I'd love to go to the hairdresser...
It's a little bit like just before Christmas: unexpectedly, there are only a few days left until the festivities, and you haven't thought about getting presents yet, to which everyone has said in advance 'this year we're not getting anything for ourselves, people are starving elsewhere, so let's donate to the organisations that make us aware of that'.
The only difference is that the money you spend at the hairdresser's goes to another good cause, namely not to frighten your fellow human beings with the sight of you, as is the case with cute Tasmanian devils who suddenly stand up and show their teeth. Sure, I can cut my own hair if need be, but the result threatens to look even worse than simply letting the chaps sprout.
I have to think of the owner of the chip shop who is wondering whether he can at least keep his shop open for out-of-home sales. He can't just skip the rent, the electricity for the refrigeration and the maintenance of the equipment; it's bad enough that his employees have to stay at home, because he doesn't get billions in aid that the managers stuff into their pockets (the short-time workers can watch how they get along with 59% of the salary, then they'll already learn what's in store for them when they become unemployed).
The lost income in relation to the costs, not counting his own working hours of course ... so he can just about manage not to take down the dusty 'Temporary help wanted' in a fortnight and auction it off for the highest bid on ebay because his shop will remain closed forever.
So is 'letting it grow' the most humane solution?
I wonder how the small hairdressing businesses are doing analogously.
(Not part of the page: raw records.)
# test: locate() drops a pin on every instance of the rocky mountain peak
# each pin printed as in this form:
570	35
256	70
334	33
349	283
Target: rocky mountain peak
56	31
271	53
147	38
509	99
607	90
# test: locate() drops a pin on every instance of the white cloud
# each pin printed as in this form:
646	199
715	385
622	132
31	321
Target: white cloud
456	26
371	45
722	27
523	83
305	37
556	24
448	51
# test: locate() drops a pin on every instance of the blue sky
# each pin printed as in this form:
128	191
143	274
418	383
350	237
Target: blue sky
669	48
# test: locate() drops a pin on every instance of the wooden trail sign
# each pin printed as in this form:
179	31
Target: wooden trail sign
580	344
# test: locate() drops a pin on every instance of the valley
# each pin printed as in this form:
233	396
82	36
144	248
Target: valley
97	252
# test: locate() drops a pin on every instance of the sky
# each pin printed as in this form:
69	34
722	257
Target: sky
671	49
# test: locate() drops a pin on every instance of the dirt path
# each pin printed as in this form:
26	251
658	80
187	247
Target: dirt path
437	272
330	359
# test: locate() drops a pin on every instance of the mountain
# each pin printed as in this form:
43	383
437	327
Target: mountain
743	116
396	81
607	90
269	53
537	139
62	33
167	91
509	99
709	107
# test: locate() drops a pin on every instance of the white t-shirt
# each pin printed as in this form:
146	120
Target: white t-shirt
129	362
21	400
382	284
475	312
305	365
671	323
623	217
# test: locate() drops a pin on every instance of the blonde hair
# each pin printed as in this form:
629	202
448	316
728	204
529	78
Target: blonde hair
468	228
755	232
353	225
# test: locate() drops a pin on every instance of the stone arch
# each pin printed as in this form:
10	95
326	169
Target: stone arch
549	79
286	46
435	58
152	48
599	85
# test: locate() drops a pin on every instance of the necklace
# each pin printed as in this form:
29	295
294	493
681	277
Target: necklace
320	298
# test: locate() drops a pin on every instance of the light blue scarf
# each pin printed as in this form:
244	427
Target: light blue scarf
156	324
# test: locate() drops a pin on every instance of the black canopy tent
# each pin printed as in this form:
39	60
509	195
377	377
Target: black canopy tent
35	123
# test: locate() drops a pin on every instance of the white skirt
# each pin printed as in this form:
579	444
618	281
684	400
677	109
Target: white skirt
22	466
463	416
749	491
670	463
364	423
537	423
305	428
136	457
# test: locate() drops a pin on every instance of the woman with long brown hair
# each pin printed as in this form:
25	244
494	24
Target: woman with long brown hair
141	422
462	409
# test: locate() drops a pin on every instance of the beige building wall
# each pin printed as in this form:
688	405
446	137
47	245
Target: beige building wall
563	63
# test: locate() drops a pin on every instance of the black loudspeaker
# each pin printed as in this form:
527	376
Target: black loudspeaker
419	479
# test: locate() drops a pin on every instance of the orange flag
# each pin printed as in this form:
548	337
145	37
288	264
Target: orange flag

I have seen hairdressers with colds in the past who worked with protective masks so as not to infect the customers. Whose protection is currently in the foreground; that of the customers or the hairdressers; is hair contagious? In the supermarket or the tram, a distance of 1.5 m cannot be maintained; does holding one's breath until the bacillus-spreading seat neighbour gets out help? If I had known that all service providers would close their doors indefinitely, I would have left a week earlier when I didn't really need to, but now it's too late to regret the postponed decision.
Hairdresser - the crisis-proof profession
Ha, my ass. As a child faced with the choice of becoming an astronaut, a football player, a rock star or a fireman, I kept hearing that hairdressing was a crisis-proof profession ... and now we have a crisis and all the hairdressers are closed. Not even the clever Basic Law makers had such a thing on their minds in 1948. It took until the grand coalition of 1968 for emergency laws to be included in the Basic Law at all. For a long time, the SPD and the trade unions resisted depriving people of their basic rights, and it was only enough to cover the case of defence, natural disasters and uprisings, as well as to insert the clause of constitutional appeal; an impending wave of colds was not a scenario that could have been imagined so dramatically.
Is it that dramatic?
Many politicians have underestimated the seriousness (within two months, an infection rate of 0.000025 % of the population has become 0.00025, exponentially extrapolated, 250 percent of the population will be infected in two years, unfortunately these are not the pandemic proportions that justify curfews and shop closures), others have been ranting for years to declare a state of emergency - but unfortunately this is not possible, because the spread of a virus is not a defence case and neither a catastrophe nor a riot. It could come to that, however, if the hairdressing salons remain closed and more and more people walk around with wild hair, because no one can forbid us to take a walk in the fresh air. We can only hope that the long-haired stay at home voluntarily and do not frighten people, as the government's unclear claims, which change hourly, already do enough.